A few judges have denied lawyers permission to research social-media sites as overly invasive while others have allowed it. One company has gone so far as to develop a software product that promises to create a juror profile through social-media posts and monitor jurors during the trial.

The ABA’s ethics committee began reviewing the issue about two years ago and concluded in April that looking at Facebook posts, Twitter tweets and other information gathered passively is ethical research.

“It’s like any other publicly available information,” said Donald Lundberg, an Indianapolis attorney who helped draft the ABA’s opinion as an ethics committee member.

Lundberg said one of the thornier issues for the committee was whether lawyers could view LinkedIn and other social-media sites that notify members that they have been searched.

Ultimately, the ABA committee decided a LinkedIn search was ethically sound, which runs counter to an opinion issued by the New York City Bar Association in 2010 that said any notice sent to a potential juror about a search amounts to an unauthorized communication.

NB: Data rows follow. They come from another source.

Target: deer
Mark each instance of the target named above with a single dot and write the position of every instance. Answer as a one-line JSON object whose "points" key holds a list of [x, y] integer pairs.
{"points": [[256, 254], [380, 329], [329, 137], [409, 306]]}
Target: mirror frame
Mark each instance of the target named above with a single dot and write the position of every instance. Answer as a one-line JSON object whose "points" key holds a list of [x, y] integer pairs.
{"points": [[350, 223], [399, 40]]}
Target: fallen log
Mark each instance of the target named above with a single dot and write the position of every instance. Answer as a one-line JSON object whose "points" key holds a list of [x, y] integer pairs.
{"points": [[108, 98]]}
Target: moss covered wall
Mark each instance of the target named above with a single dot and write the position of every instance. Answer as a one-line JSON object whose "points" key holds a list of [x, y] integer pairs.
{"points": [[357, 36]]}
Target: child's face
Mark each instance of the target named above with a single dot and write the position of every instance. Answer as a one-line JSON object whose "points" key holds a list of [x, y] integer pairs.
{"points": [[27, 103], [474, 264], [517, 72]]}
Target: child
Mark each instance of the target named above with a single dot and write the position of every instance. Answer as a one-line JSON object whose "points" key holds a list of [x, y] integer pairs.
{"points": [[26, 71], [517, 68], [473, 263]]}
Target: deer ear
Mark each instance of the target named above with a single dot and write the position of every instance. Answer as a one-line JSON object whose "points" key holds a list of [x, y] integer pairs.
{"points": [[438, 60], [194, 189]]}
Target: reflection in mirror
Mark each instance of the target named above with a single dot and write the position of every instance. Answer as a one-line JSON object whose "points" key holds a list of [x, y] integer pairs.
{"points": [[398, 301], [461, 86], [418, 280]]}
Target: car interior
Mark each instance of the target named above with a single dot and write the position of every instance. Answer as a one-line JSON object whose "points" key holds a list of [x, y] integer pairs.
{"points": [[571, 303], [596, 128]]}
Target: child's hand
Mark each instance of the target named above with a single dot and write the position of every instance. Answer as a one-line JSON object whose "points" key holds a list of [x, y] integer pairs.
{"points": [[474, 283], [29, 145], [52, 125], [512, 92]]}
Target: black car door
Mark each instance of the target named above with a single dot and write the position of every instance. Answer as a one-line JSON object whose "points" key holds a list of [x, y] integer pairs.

Last year, New York defense attorney Barry Berke hired a jury consultant firm and instructed it to search social media sites of potential jurors in the insider-trading case of Michael Steinberg. The consultant was looking for anti-Wall Street comments or other signs of possible bias. Prospective jurors thought to be biased were removed from the pool. Still, the former SAC Capital Advisors executive was convicted of insider trading and sentenced to 3 1/2 years in prison.